AI Research Workflow & Daily Practice
Behind every great AI model is a disciplined researcher — someone who experiments methodically, reflects daily, and builds systems of thought as carefully as systems of code. These twenty-four habits describe how professional AI researchers work day-to-day.
Start with a Research Question
Every day begins with a clear question: What am I trying to understand or improve? It anchors all experiments.
Plan Experiments Before Coding
Sketch hypotheses, variables, and expected outcomes before touching the keyboard; this saves days of debugging later.
Use Checklists
Run through standardized checklists before training (data format, seeds, paths, GPU availability) to prevent simple mistakes.

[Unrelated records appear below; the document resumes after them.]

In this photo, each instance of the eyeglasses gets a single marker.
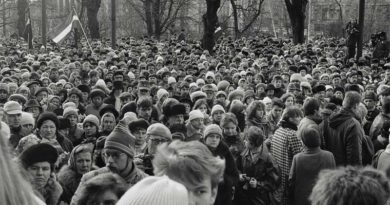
(113, 155)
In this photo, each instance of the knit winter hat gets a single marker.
(217, 108)
(121, 139)
(27, 118)
(195, 114)
(70, 111)
(157, 191)
(212, 129)
(92, 119)
(159, 129)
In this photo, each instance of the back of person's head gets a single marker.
(311, 137)
(99, 184)
(255, 136)
(348, 186)
(310, 106)
(188, 162)
(351, 100)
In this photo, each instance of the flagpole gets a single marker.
(82, 29)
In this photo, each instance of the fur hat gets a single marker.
(121, 139)
(92, 119)
(155, 190)
(159, 130)
(212, 129)
(195, 114)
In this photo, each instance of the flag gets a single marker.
(27, 34)
(61, 36)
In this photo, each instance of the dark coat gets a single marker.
(344, 137)
(230, 176)
(261, 166)
(304, 172)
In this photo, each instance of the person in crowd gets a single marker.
(118, 154)
(106, 188)
(80, 162)
(344, 133)
(285, 144)
(213, 140)
(360, 186)
(38, 160)
(259, 172)
(307, 165)
(156, 190)
(177, 159)
(47, 130)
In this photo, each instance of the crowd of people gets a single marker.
(257, 121)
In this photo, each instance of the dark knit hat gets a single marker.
(138, 124)
(38, 153)
(47, 116)
(121, 139)
(311, 137)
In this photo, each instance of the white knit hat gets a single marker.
(155, 191)
(27, 118)
(195, 114)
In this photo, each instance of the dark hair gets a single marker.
(310, 106)
(255, 136)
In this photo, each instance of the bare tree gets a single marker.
(250, 12)
(210, 22)
(297, 12)
(158, 15)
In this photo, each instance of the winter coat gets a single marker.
(261, 166)
(343, 137)
(230, 176)
(377, 124)
(134, 177)
(284, 145)
(304, 172)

Name Everything Consistently
Models, runs, datasets, and configs follow consistent naming patterns. Order creates reproducibility.
Log Every Run
Keep a log of parameters, commit hash, date, metrics, and observations for each experiment. The logbook is the lab.
Track Metrics Visually
Use dashboards (W&B, TensorBoard) to spot trends early; humans are pattern detectors — use your eyes.
Save Intermediate Checkpoints
Never trust a single successful run; store snapshots so you can roll back, compare, or restart easily.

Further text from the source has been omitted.